Yeni Uygulamalar Şirket Gelişimine Katkı Sağlayacak
Arkan, eldeki veriyi müşterinin anlayacağı dilde sunmanın da önemli olduğunu hatırlatıyor. “Bireysel emeklilik müşterilerimizin yüzde 73’ü ilk aldığı fondan sonra bir daha hiç değişiklik yapmamış” diyor Arkan. “Oysa regülasyonlar portföyde altı kere değişiklik yapma hakkını müşteriye sunuyor. işte bu noktada elinizdeki veriyi anlamlı bir bilgi olarak değerlendirmeniz önem kazanıyor. Türkiye’de 37 yaş üstü, bir ya da iki çocuklu, kendine göre bir gelir segmentinde konumlanan insanlar var. Ama bu kişiler arasında, ilk ev kredisini alanların 13 yıl içerisinde kalp krizinden ölme olasılığı da yüzdelerle ifade ediliyor, bindelerle değil. İşte bu yüzden bahsettiğim bu kişilerin yarısı, 13 yıl için aldığı hayat poliçesini bırakıyor. Yani ilk evini almış, ailesi var. Ama kendisine bir şey olsa evi satılacak, ipotek edilecek. Halbuki hayat poliçesini devam ettirse, bu riski ortadan kaldıracak. İşte hayat sigortasının anlamı ve sağladığı fayda da bu. Bana göre bankalardaki herkesin bunu müşterilere doğru biçimde anlatabilmesi lazım.” Arkan devam ediyor: “Çalışanlar için kullandığımız altyapımız, insan kaynakları ve diğer birimlerde teknolojimizi geliştirmemiz gerektiğini biliyoruz ve bunların her birine yine doğru yatırımları yapacağız. Hatta bunun adımlarını da atıyoruz. Örneğin; çalışanlar için bir portal çözümümüzü geçtiğimiz yıl kullanımlarına sunduk. Çalışanların sosyalleşeceği bir platform ile insan kaynakları departmanımıza çağın gerektirdiği teknoloji yatırımlarını yapıyoruz. Nihai müşteri tarafında sohbet, WhatsApp gibi uygulamalarımızın birbiri ile bağını güçlendirdik. Şimdi müşteri ile iletişim kurduğumuz tüm platformlarımızı entegre ediyoruz.
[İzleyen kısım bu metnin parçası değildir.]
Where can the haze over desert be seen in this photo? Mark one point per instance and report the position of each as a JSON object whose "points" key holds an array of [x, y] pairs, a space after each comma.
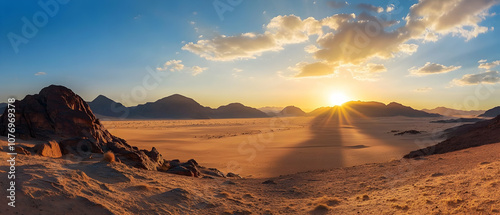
{"points": [[238, 107]]}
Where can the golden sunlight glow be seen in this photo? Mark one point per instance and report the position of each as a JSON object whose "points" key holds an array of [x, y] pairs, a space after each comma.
{"points": [[338, 98]]}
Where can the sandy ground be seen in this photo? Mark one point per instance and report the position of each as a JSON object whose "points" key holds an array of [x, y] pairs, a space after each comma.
{"points": [[271, 147], [462, 182]]}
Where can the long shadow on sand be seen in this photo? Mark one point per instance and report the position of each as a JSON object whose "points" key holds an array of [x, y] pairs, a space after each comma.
{"points": [[322, 151]]}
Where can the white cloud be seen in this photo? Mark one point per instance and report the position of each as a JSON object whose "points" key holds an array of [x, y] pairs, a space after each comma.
{"points": [[280, 31], [389, 8], [432, 68], [489, 77], [370, 7], [337, 4], [368, 72], [350, 39], [423, 89], [484, 65], [461, 18], [172, 65], [311, 49], [305, 69], [197, 70]]}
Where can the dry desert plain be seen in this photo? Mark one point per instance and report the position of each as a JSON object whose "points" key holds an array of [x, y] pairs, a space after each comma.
{"points": [[461, 182], [269, 147]]}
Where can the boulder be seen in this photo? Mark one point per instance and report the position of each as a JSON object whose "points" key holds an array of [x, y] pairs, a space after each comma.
{"points": [[49, 149], [21, 150], [181, 170], [233, 175]]}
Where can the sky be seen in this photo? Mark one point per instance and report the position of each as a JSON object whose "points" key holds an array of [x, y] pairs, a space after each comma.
{"points": [[423, 54]]}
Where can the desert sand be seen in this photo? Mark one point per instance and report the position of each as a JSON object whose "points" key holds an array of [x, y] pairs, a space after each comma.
{"points": [[269, 147], [461, 182]]}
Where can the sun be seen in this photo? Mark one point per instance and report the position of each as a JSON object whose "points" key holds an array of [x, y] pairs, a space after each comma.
{"points": [[338, 98]]}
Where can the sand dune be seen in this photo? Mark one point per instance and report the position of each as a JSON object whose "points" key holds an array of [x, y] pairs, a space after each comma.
{"points": [[275, 146]]}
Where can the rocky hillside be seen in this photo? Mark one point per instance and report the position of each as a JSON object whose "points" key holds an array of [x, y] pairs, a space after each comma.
{"points": [[65, 124], [466, 136]]}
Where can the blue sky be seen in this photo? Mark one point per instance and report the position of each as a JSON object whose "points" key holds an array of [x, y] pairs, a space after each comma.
{"points": [[110, 47]]}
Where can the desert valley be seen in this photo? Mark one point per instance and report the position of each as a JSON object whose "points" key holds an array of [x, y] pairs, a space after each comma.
{"points": [[234, 107], [336, 161]]}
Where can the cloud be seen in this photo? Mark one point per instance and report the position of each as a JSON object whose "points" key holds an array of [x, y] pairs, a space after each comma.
{"points": [[484, 65], [311, 49], [432, 68], [337, 4], [313, 69], [423, 90], [368, 72], [172, 65], [461, 18], [197, 70], [370, 7], [280, 31], [389, 8], [347, 39], [489, 77]]}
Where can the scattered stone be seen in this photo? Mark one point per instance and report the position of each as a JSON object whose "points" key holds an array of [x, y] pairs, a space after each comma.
{"points": [[229, 183], [233, 175], [408, 132], [180, 170], [437, 174]]}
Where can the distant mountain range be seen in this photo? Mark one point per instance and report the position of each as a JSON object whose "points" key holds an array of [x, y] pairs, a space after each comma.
{"points": [[494, 112], [180, 107], [292, 111], [453, 112], [372, 109], [172, 107], [2, 107], [272, 111]]}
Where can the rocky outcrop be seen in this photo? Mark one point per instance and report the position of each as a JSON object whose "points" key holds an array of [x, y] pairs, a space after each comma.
{"points": [[49, 149], [62, 118], [491, 112], [481, 133]]}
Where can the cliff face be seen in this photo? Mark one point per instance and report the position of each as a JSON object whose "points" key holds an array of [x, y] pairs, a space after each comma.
{"points": [[56, 113], [481, 133]]}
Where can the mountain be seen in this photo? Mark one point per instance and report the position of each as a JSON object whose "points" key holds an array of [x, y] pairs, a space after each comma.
{"points": [[466, 136], [272, 111], [491, 112], [292, 111], [172, 107], [453, 112], [2, 107], [237, 110], [372, 109], [104, 106]]}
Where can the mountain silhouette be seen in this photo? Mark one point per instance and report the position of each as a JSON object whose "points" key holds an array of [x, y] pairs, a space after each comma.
{"points": [[292, 111], [104, 106], [453, 112], [172, 107], [372, 109], [238, 110], [491, 112]]}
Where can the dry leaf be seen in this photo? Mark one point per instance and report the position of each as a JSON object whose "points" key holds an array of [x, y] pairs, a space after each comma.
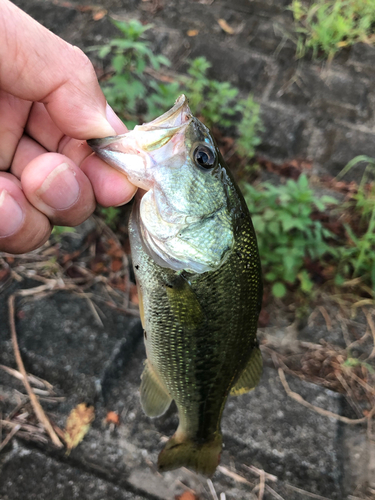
{"points": [[78, 424], [188, 495], [112, 418], [99, 15], [225, 26]]}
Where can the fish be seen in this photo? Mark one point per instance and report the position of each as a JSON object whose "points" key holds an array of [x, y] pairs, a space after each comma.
{"points": [[198, 274]]}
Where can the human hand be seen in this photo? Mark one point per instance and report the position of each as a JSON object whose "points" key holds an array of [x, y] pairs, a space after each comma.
{"points": [[50, 102]]}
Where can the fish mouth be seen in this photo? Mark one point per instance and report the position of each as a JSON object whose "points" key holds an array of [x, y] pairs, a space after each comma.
{"points": [[178, 115], [152, 135]]}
Tüm bu adımlarımız, AvivaSA’da toplam değişime ve gelişime büyük fayda sağlayacak.”
Bizim İşimiz Yatırım Değil, Birikim
A. Fahri Arkan, sahayı gezerek, taraflardan aldığı bilgilerden çok şey öğrendiğini vurguluyor. “Sahadaki satışçının satış mantığının değişmesinin gerektiğini böylece gördüm. Çünkü gerçekten ihtiyacı olan, uzun soluklu müşteri bizim önceliğimiz. Bazıları bireysel emeklilik sektörüne ‘yatırım’ gözüyle bakıyorlar. Oysa burası yatırım yeri değil, birikim yeri. Bu iki kavram arasında çok ciddi bir fark var. Bireysel emeklilik sektörünün işi birikimleri doğru yönetmek. Bu birikim de uzun yıllar boyunca, yavaş yavaş, geri dönüşümle, katma değerle büyüyor. Devlet de bu birikimi destekliyor. Bizim gibi şirketlerin vazifesi ise bunu net ve doğru biçimde tüm taraflara anlatmak.”